想法在眼前一閃而過,傾漓回想着自己這些日子有沒有得罪過什麼人,似乎除了御家的那兩兄妹之外她再沒有與任何人結過怨,難不成這些人是御風行派來了?
傾漓一驚,若是真的是那個人派來到,這個人倒也顯得小氣低端的很,如此的手法當真是稱不上什麼手段,眉頭一挑,傾漓按着自己受傷的手臂緩緩地開始動作。

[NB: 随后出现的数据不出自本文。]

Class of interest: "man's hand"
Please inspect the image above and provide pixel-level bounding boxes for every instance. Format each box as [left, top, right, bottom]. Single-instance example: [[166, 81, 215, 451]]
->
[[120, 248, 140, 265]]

“還能怎麼辦,主子的吩咐不必殺她,只要將她帶回去就行了。”
頭頂上,另一道男聲響起,話落當下,傾漓便是感覺到一股震動傳來,那好似在移動着什麼東西。
“這東西怎麼會這麼沉,剛纔推過來的時候怎麼沒發現。”
“確實,這麼說來下面那個女人不會被這東西壓死了吧?”
後一道男聲明顯在最後有所擡高,似乎是在擔心。
“聽她這會都沒有聲音了,多半是被砸昏了吧。”伸手拍了拍同伴的肩膀,那另一名男子擡眼道。
傾漓躺下的地方正巧處在靠着牆壁的三角地帶,因着旁邊有一張矮桌放在那裡,因此下那重物壓在她身上的同時力量自然也就減弱了許多,不過,傾漓揉了揉自己的手臂,看來她的手骨折的可能性又大了幾分。
頭頂上,那兩人移動重物的聲音再次傳來,傾漓按着手臂做好了隨時動手的準備,只要他們一將身上的東西搬開,她便是能夠抽身躍出去,到時候都到底是誰栽在誰的手裡那可就不一定了。
心上盤算着,手上卻是耐心等待着。
園子外,那三名侍從等候許久也沒見到傾漓出現,不由得露出了幾分焦急之色。